Health and LawKing v. Burwell, US 4th Cir. (7/22/14)
Health Law, Tax Law

Plaintiffs filed suit challenging the validity of an IRS final rule implementing the premium tax credit provision of the Patient Protection and Affordable Care Act (ACA), 26 U.S.C. 36B. The final rule interprets the Act as authorizing the IRS to grant tax credits to individuals who purchase health insurance on both state-run insurance “Exchanges” and federally-facilitated “Exchanges” created and operated by HHS. The court found that the applicable statutory language is ambiguous and subject to multiple interpretations.

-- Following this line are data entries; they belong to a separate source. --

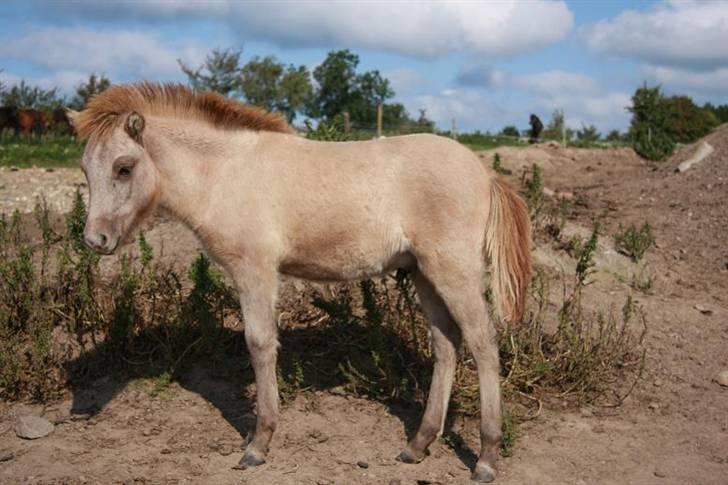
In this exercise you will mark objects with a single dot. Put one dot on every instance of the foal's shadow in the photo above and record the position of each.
(313, 356)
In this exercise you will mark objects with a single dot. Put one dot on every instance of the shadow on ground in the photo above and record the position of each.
(335, 356)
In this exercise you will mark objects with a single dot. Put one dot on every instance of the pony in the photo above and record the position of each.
(266, 202)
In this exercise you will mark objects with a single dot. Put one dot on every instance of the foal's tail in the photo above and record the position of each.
(507, 244)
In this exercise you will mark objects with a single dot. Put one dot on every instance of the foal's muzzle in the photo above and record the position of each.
(100, 242)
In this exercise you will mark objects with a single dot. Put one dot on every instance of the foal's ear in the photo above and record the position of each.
(134, 126)
(72, 116)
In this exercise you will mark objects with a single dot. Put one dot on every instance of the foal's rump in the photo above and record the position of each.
(363, 208)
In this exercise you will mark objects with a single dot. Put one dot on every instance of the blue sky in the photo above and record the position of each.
(486, 64)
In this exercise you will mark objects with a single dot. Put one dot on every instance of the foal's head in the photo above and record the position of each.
(122, 181)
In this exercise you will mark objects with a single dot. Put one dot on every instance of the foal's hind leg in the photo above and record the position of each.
(445, 342)
(460, 286)
(258, 292)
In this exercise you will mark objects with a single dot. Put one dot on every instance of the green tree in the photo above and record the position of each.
(556, 127)
(340, 88)
(588, 134)
(510, 130)
(336, 80)
(85, 90)
(614, 136)
(25, 96)
(649, 126)
(720, 111)
(269, 84)
(220, 72)
(686, 122)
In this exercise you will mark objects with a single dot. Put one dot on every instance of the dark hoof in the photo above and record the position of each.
(408, 457)
(483, 474)
(249, 460)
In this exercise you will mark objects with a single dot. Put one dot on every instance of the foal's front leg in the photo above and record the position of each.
(258, 293)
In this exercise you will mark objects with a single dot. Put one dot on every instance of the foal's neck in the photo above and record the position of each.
(189, 157)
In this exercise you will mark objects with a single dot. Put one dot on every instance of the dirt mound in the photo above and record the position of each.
(718, 139)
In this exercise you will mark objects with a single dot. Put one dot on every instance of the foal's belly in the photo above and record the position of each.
(352, 267)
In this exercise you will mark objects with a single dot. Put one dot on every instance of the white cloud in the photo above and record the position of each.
(700, 82)
(511, 98)
(119, 51)
(403, 79)
(683, 33)
(481, 75)
(423, 29)
(556, 83)
(470, 108)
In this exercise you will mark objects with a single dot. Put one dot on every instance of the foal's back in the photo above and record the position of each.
(354, 209)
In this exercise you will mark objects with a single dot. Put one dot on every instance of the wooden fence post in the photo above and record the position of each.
(347, 126)
(380, 116)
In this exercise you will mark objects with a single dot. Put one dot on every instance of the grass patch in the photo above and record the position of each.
(40, 151)
(483, 141)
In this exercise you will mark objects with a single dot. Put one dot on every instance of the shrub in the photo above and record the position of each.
(634, 242)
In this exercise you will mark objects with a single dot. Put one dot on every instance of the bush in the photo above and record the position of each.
(634, 242)
(649, 131)
(686, 122)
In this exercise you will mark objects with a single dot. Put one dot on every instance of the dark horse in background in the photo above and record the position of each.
(536, 128)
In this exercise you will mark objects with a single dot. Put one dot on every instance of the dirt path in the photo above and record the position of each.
(672, 430)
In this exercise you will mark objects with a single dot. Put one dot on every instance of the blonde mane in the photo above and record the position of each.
(146, 98)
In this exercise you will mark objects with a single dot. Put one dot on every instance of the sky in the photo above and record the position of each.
(485, 64)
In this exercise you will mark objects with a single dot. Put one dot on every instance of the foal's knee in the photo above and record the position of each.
(261, 341)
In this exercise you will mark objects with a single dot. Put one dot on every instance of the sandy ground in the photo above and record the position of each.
(673, 429)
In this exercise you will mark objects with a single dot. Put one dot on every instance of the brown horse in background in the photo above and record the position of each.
(266, 202)
(9, 119)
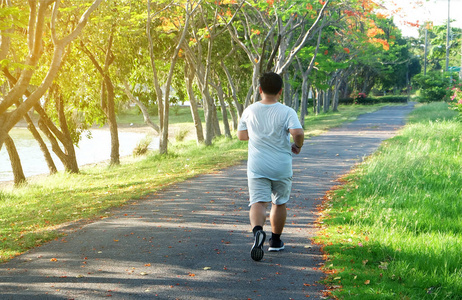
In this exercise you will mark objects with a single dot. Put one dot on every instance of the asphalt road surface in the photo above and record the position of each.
(193, 239)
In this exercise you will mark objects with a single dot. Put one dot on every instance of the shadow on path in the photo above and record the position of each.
(192, 240)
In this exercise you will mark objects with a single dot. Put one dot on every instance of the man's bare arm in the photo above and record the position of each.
(243, 135)
(299, 137)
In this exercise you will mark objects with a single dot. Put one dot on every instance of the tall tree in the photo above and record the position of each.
(37, 29)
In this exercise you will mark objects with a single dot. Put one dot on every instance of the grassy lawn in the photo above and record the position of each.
(31, 215)
(393, 230)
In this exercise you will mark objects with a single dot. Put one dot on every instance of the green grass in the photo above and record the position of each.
(394, 229)
(33, 214)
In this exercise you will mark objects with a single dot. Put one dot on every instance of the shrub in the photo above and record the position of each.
(456, 100)
(142, 147)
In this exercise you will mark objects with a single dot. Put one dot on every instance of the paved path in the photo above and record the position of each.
(192, 240)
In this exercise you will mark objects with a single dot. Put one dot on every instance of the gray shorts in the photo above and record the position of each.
(267, 190)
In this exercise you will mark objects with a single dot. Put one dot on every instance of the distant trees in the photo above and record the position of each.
(211, 52)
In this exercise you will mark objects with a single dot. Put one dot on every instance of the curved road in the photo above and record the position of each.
(192, 240)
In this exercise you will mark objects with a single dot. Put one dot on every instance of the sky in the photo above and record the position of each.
(428, 10)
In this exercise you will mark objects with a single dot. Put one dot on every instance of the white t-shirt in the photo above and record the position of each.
(268, 125)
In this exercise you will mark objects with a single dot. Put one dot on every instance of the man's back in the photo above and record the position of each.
(269, 141)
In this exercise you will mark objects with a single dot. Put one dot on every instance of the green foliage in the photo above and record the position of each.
(456, 99)
(433, 86)
(393, 229)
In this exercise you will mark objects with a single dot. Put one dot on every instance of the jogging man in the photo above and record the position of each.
(267, 125)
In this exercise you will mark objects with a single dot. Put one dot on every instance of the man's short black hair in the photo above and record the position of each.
(271, 83)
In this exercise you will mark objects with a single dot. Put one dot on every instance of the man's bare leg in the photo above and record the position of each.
(257, 214)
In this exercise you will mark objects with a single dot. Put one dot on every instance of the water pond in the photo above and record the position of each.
(90, 150)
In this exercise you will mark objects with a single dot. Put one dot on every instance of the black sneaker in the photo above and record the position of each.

Applying deference to the IRS’s determination, the court upheld the rule as a permissible exercise of the agency’s discretion. Accordingly, the court affirmed the judgment of the district court.

Halbig v. Burwell, US DC Cir. (7/22/14)
Health Law, Tax Law

Appellants challenged the IRS’s interpretation of 26 U.S.C. 36B, enacted as part of the Patient Protection and Affordable Care Act, under the Administrative Procedure Act (APA), 5 U.S.C. 706(2)(A). The district court held that the ACA’s text, structure, purpose, and legislative history make “clear that Congress intended to make premium tax credits available on both state-run and federally-facilitated Exchanges.” The district court held that even if the ACA were ambiguous, the IRS’s regulation would represent a permissible construction entitled to Chevron deference. The court concluded, however, that the ACA unambiguously restricts the section 36B subsidy to insurance purchased on Exchanges “established by the State.” Accordingly, the court reversed the judgment of the district court and vacated the IRS’s regulation.